Dall’ultima foto disponibile online sono trascorsi quasi quarant’anni. Si riconoscono i lineamenti sottili, una calvizie precoce, che sulle tempie si è arrestata. Ora porta una barba rada non del tutto bianca, un jeans scuro, una polo anonima. Un pensionato con il borsello a tracolla e una sacca blu a mano: «Rientro ora da Milano», si giustifica. Del resto, in Italia è un uomo libero, di alloggiare in una parrocchia di Genova come di prendere il treno.
Se fosse rimasto in Argentina, sarebbe sotto processo per violazione dei diritti umani. I suoi commilitoni di stanza nella provincia di San Juan, con ruoli di comando negli anni della dittatura (1976-83), sono stati condannati per torture e sparizioni. Lui no: è andato via in tempo. Arrestato, poi scarcerato, quando sarebbe dovuto tornare in cella e comparire davanti alla corte, era già lontano, al di là delle Ande.
La sua vecchia foto da sottoufficiale timido fu stampata, allora, sui cartelli di «ricercato». Ma la caccia durò poco. Fuggito in Cile, quindi arrivato in Italia grazie alla doppia cittadinanza nel 2011, «mi presentai io stesso alla Questura di Roma — precisa — per mettermi a disposizione della giustizia». Buenos Aires chiese l’estradizione, la Cassazione con sentenza del 24 luglio 2014 l’ha definitivamente negata per «insussistenza delle condizioni», lasciando «stupiti» i rappresentanti dell’ambasciata.

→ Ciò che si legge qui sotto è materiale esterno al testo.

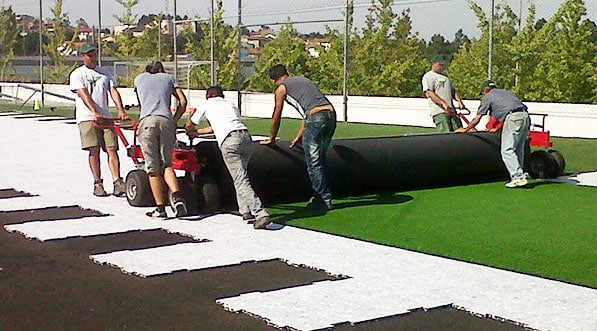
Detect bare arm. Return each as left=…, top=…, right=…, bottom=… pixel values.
left=290, top=119, right=306, bottom=148
left=425, top=90, right=451, bottom=112
left=260, top=84, right=286, bottom=147
left=76, top=88, right=102, bottom=119
left=456, top=114, right=483, bottom=133
left=109, top=87, right=129, bottom=120
left=454, top=90, right=465, bottom=109
left=172, top=87, right=188, bottom=124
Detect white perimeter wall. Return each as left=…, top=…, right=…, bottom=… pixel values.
left=2, top=82, right=596, bottom=139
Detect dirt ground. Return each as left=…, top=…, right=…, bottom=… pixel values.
left=0, top=189, right=527, bottom=330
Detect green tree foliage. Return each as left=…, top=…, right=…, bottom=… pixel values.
left=182, top=0, right=240, bottom=90
left=349, top=1, right=426, bottom=96
left=526, top=0, right=596, bottom=103
left=0, top=6, right=19, bottom=81
left=450, top=0, right=596, bottom=102
left=109, top=0, right=139, bottom=59
left=44, top=0, right=78, bottom=83
left=246, top=23, right=312, bottom=92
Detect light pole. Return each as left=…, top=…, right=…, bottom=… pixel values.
left=39, top=0, right=44, bottom=108
left=173, top=0, right=178, bottom=80
left=488, top=0, right=494, bottom=80
left=98, top=0, right=102, bottom=66
left=210, top=0, right=216, bottom=85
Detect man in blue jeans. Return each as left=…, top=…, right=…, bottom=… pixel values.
left=457, top=80, right=530, bottom=188
left=260, top=64, right=337, bottom=210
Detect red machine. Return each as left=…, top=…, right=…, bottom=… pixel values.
left=95, top=119, right=219, bottom=214
left=526, top=113, right=565, bottom=179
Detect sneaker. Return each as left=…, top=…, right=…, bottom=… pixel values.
left=146, top=208, right=167, bottom=219
left=307, top=196, right=333, bottom=210
left=242, top=213, right=255, bottom=221
left=505, top=177, right=528, bottom=188
left=113, top=178, right=126, bottom=197
left=93, top=182, right=108, bottom=197
left=172, top=196, right=188, bottom=217
left=254, top=216, right=272, bottom=229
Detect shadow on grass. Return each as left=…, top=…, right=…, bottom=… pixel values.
left=271, top=192, right=413, bottom=224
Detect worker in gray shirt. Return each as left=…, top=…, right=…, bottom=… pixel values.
left=134, top=62, right=188, bottom=218
left=458, top=80, right=530, bottom=188
left=261, top=64, right=336, bottom=211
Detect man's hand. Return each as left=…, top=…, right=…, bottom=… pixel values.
left=260, top=138, right=276, bottom=147
left=455, top=127, right=467, bottom=133
left=289, top=136, right=302, bottom=148
left=117, top=110, right=130, bottom=121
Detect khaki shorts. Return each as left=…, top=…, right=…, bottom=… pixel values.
left=78, top=121, right=119, bottom=151
left=138, top=116, right=175, bottom=174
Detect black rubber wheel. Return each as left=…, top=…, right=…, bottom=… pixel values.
left=197, top=176, right=220, bottom=213
left=548, top=149, right=566, bottom=177
left=125, top=170, right=155, bottom=207
left=527, top=150, right=559, bottom=179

«In Italia mi hanno ascoltato — può dire adesso Malatto — In Argentina nessuno lo faceva, allora ho detto ai miei figli: prendo il passaporto italiano e vado via». Italiano di Sestri Levante era il nonno, racconta, sbarcato in Sudamerica nel 1890. Contadini per due generazioni, poi militari, Carlos Luis e suo padre, nella città di Mendoza. «Finita la scuola per ufficiali la mia prima destinazione fu San Juan, nel 1973». Il golpe è del ’76, ma la preparazione, questa è Storia, nei ranghi dell’esercito cominciò anni prima. Se ne ricorda? «Nulla».
Nella sentenza che condanna i compagni d’armi e riporta le testimonianze dei sopravvissuti, è citato ampiamente anche lui. «Il tenente Malatto è uno dei più segnalati dalle vittime per la partecipazione agli interrogatori sotto tortura», si legge. Così prossimi lui e l’allora tenente Jorge Olivera (condannato all’ergastolo e poi evaso), da essere identificati come un sol uomo, «Malivera». «Fantasie — ribatte —: non ho niente a che fare con lui».

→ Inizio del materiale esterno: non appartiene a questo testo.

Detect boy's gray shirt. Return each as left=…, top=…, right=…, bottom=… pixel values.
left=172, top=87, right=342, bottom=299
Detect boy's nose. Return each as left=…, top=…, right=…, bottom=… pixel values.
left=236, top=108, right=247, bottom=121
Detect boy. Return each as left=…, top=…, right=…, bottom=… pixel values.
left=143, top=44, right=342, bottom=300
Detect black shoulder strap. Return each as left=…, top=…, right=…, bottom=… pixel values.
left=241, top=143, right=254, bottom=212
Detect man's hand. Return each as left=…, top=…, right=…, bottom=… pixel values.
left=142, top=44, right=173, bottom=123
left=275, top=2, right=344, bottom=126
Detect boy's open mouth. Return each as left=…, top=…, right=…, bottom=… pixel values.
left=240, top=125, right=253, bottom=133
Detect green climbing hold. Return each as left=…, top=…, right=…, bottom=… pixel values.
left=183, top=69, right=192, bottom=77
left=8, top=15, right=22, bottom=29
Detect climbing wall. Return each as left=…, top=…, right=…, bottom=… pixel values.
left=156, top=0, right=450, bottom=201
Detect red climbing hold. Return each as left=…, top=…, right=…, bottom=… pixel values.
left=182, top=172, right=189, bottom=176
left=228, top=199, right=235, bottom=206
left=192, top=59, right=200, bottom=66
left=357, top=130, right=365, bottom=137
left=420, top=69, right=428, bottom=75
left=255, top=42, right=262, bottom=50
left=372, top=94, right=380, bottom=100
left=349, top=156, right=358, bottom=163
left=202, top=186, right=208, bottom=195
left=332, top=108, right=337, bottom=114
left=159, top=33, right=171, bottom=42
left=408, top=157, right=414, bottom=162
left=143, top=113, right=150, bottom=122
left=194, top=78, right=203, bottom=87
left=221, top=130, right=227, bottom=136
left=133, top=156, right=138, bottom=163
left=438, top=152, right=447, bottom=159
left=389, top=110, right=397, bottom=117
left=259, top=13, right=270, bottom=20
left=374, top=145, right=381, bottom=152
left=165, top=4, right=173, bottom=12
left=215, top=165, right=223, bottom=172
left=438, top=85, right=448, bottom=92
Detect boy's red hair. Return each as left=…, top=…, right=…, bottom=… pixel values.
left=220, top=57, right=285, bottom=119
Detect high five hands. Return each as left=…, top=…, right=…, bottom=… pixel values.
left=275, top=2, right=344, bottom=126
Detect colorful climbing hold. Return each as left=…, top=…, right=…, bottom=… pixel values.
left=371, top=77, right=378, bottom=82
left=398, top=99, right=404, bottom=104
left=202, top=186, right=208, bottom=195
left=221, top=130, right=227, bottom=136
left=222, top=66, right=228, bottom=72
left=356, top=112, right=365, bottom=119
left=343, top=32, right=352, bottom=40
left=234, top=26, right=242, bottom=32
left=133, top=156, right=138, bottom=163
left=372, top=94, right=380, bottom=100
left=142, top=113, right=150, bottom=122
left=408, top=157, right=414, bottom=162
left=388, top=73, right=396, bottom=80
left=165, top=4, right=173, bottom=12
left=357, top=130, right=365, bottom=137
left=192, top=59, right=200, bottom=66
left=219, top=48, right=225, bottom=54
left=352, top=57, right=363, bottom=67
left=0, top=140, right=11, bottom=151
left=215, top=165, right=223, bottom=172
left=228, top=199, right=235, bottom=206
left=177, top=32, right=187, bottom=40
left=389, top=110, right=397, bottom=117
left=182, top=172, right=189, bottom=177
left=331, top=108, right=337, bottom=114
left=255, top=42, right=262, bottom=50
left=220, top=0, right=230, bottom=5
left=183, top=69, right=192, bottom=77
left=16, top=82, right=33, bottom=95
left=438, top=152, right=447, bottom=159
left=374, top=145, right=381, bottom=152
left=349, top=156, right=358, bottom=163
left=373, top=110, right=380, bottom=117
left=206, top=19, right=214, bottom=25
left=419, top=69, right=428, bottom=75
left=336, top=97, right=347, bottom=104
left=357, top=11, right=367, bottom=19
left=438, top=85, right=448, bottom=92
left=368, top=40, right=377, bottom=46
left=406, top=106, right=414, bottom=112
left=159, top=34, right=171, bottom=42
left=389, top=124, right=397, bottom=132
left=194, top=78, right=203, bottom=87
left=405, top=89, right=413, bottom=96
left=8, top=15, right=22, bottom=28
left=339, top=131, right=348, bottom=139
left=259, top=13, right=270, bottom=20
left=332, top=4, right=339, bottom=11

Eppure, l’avvocato che ha aiutato Malatto a Roma e nei due anni e mezzo trascorsi all’Aquila, è Augusto Sinagra, già legale di fiducia del fondatore della Loggia P2 Licio Gelli (di cui sono documentati i legami con i golpisti argentini). E fu proprio Sinagra a muoversi quando nel 2000 Olivera venne arrestato a Roma e poi, sulla base di un documento risultato falso, venne rapidamente scarcerato e rientrò in Argentina.

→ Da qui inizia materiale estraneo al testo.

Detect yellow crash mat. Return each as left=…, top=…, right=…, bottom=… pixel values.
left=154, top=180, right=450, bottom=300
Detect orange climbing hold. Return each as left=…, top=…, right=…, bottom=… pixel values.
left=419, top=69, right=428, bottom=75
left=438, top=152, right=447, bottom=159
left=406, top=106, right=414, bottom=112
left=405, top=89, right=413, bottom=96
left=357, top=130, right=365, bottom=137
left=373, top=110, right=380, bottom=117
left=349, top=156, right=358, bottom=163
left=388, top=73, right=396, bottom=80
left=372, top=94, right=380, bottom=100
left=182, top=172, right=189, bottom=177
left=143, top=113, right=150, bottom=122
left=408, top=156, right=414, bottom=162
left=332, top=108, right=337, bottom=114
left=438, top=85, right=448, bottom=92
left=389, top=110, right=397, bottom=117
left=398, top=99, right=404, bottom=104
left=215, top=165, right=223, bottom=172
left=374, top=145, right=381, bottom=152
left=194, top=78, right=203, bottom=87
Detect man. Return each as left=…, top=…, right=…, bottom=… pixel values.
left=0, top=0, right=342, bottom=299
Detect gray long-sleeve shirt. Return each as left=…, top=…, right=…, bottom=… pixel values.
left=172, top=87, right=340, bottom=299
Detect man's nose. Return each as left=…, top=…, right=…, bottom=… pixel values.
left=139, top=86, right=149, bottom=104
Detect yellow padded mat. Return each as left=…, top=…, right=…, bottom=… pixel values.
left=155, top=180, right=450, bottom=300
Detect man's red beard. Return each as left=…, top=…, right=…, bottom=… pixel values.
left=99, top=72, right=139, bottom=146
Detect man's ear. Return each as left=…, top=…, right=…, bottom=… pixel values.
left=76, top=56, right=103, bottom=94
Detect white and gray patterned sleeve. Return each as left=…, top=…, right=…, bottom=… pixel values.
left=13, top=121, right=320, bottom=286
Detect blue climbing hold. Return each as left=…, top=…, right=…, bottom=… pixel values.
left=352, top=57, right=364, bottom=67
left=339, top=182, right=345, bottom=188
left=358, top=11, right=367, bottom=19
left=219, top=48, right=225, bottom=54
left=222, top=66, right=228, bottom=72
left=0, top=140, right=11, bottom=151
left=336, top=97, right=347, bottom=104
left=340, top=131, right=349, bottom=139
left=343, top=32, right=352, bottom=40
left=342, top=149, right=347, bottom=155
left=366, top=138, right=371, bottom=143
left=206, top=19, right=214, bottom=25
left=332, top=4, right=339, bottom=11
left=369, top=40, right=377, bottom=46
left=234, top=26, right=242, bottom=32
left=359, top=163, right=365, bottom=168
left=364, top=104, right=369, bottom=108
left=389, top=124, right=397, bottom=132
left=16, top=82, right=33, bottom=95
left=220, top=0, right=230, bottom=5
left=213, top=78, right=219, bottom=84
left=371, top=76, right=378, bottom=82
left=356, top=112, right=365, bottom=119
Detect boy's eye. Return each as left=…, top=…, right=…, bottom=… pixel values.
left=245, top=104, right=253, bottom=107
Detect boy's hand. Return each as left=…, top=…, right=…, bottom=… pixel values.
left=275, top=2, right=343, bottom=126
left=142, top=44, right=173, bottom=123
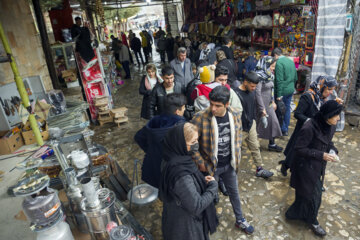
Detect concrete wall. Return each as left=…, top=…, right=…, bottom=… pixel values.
left=0, top=0, right=53, bottom=91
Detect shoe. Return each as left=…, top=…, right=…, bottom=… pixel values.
left=235, top=218, right=254, bottom=234
left=218, top=181, right=229, bottom=196
left=280, top=162, right=288, bottom=177
left=282, top=131, right=288, bottom=136
left=310, top=224, right=326, bottom=237
left=214, top=192, right=219, bottom=204
left=256, top=168, right=274, bottom=179
left=322, top=186, right=326, bottom=192
left=268, top=144, right=283, bottom=152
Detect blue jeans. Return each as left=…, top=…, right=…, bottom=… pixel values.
left=281, top=94, right=293, bottom=132
left=122, top=61, right=131, bottom=79
left=214, top=164, right=243, bottom=221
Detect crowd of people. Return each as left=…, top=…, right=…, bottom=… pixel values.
left=109, top=31, right=343, bottom=239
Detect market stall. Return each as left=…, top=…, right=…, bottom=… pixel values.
left=183, top=0, right=319, bottom=90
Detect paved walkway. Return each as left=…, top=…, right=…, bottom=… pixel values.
left=91, top=51, right=360, bottom=240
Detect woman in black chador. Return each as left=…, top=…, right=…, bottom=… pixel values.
left=160, top=123, right=218, bottom=240
left=279, top=76, right=338, bottom=176
left=285, top=100, right=342, bottom=237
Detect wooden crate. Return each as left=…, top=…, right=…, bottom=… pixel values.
left=110, top=107, right=128, bottom=118
left=114, top=116, right=128, bottom=127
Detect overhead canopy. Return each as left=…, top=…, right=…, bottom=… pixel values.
left=70, top=0, right=181, bottom=10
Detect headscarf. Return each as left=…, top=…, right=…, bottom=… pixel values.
left=144, top=64, right=163, bottom=90
left=307, top=76, right=338, bottom=110
left=160, top=123, right=218, bottom=235
left=200, top=43, right=215, bottom=60
left=161, top=123, right=199, bottom=200
left=255, top=56, right=275, bottom=82
left=313, top=100, right=342, bottom=133
left=216, top=50, right=227, bottom=62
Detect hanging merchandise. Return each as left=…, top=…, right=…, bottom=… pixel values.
left=96, top=0, right=105, bottom=26
left=76, top=49, right=112, bottom=120
left=311, top=0, right=347, bottom=82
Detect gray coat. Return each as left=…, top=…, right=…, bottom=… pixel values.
left=162, top=175, right=218, bottom=240
left=170, top=58, right=194, bottom=93
left=255, top=81, right=282, bottom=140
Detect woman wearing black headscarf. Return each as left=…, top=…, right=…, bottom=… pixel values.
left=285, top=100, right=342, bottom=237
left=160, top=123, right=218, bottom=240
left=279, top=76, right=338, bottom=176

Malatto agita le braccia come a cancellare: «Non ne so nulla, non ho visto mai nulla». Un continuo sminuire, mimetizzarsi, togliere sagoma, si direbbe in gergo militare. Ma alla domanda «Come se li ricorda quegli anni, com’era l’Argentina allora?» il tenente colonnello tiene la posizione: «Per la popolazione c’era ordine e sicurezza, non c’erano problemi».
E lui adesso non ne vuole. «Nei due anni trascorsi all’Aquila ho fatto volontariato alla Confraternita della Misericordia — racconta —: trasporto pazienti». A Genova si è trasferito ad agosto. Uno dei preti di questa chiesa è argentino «della mia stessa città, l’ho contattato via Internet, e mi ha detto: vieni». Che vita fa qui? «Niente di particolare», per carità: «Frequento la gente della parrocchia, il circolo, la segreteria, il coro». Canta? «Ma no — si schermisce —, vado alle prove». Un po’ affranto per aver lasciato per sempre l’Argentina: «Sono vedovo, ma lì ho quattro figli maschi». Tocca ricominciare, stringe le spalle, «il 22 ottobre faccio 65 anni, voglio cercare un lavoro. Forse un po’ stanco di testa — sottolinea, meno docile —, ma fisicamente ancora in forma».